With the assistance of the Wilhelmina Barns-Graham Trust in Edinburgh, Cousins was given access to the artist’s sketchbooks and notebooks. This is the first time their content has ever been filmed and they provide a fascinating insight into her creative thought processes. Actress Tilda Swinton features as the voice of Barns-Graham, reading excerpts from her letters and diaries throughout. Meanwhile, Mark uses his own voiceover to question perceptions of Barns-Graham and interrogate the inspirations behind her creative output.

Willie sketching, courtesy of the Wilhemina Barns-Graham trust

“For me as a filmmaker there are a lot of conventional ways of making arts documentaries. I try to avoid them often in my work. I think the biggest compliment you can pay an artist is to ask how their imagination worked and not put them in smaller categories,” he explains. “I needed to look at her imagination and how it worked, how she thought visually, that's a theme in, I think, all my works, whether it's films or books, it's the visual imagination – how it works. If you have tendencies in that direction yourself, you're attracted to other visual thinkers.”

He goes on: “I am very suspicious of the objective, usually male voice.

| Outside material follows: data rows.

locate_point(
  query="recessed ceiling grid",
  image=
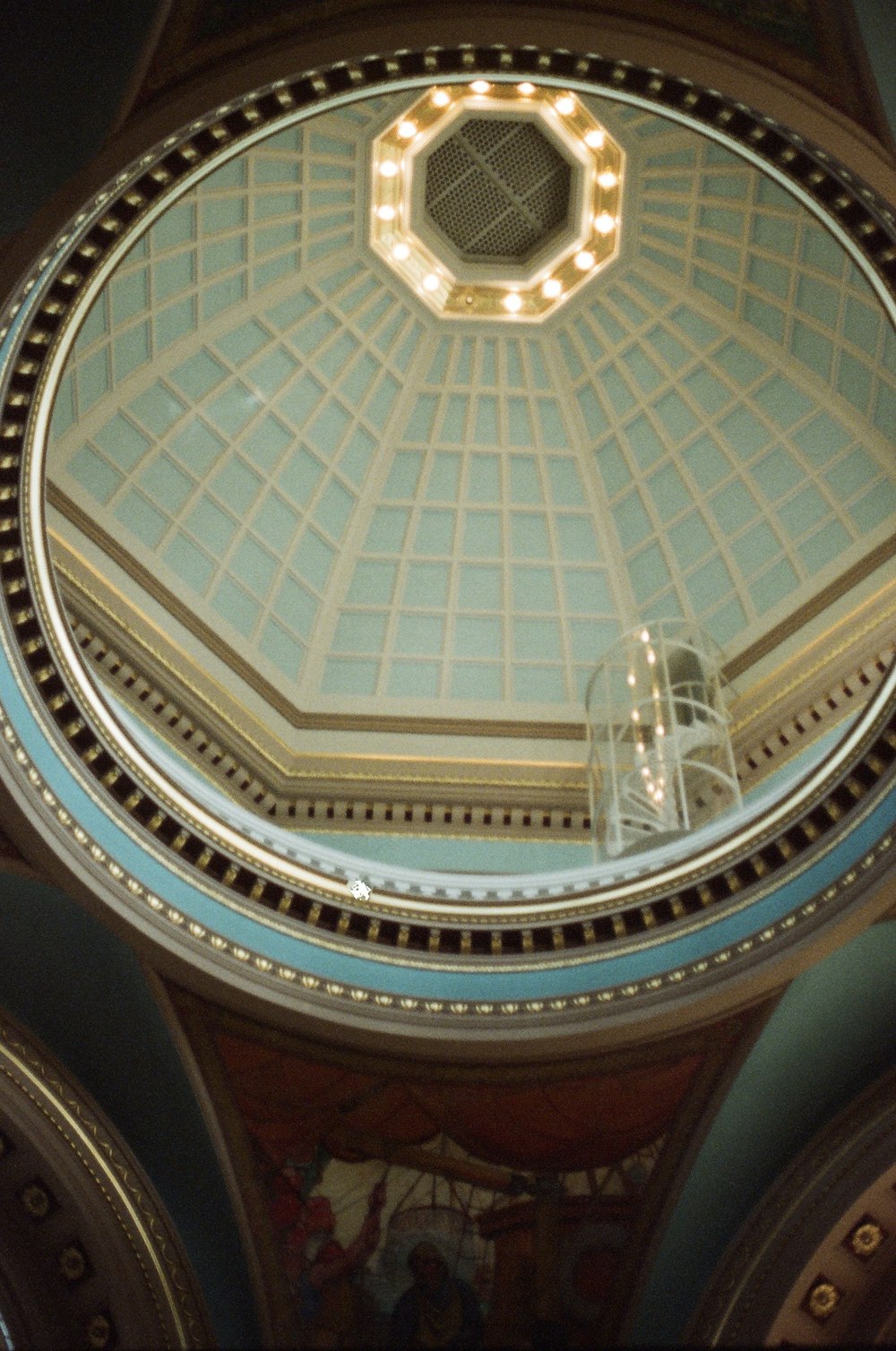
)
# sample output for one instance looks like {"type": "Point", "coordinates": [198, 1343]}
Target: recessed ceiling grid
{"type": "Point", "coordinates": [698, 443]}
{"type": "Point", "coordinates": [237, 475]}
{"type": "Point", "coordinates": [237, 233]}
{"type": "Point", "coordinates": [505, 500]}
{"type": "Point", "coordinates": [481, 576]}
{"type": "Point", "coordinates": [711, 220]}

There's no such thing as objectivity, and in literature there's the idea of the super reader, the perfect reader of a book who knows all the sociology and the linguistics. We're all subjective, and in most of my work there is a subjectivity – a kind of personal connection, and you're always looking for that.”

The film also highlights the fact Barns-Graham looked at the world differently than many of her contemporaries. “What's fascinating is what she didn't paint: you go to the Alps and you don't paint the Alps, you go to Orkney and you don't paint the famous Old Man of Hoy? She's constantly looking down at the land beneath her feet, so in that way she's

more comparable to a geologist,” Mark says. “I think she enjoyed the fact that colours and numbers were connected for her and not for other people. That's why she could take a religious song and turn it into a colour grid. When it's obvious to you that a number has a colour, most of the rest of the world doesn't see that. That's fascinating – that's an extra reason for making art. To show that which, without you, might never have been seen.”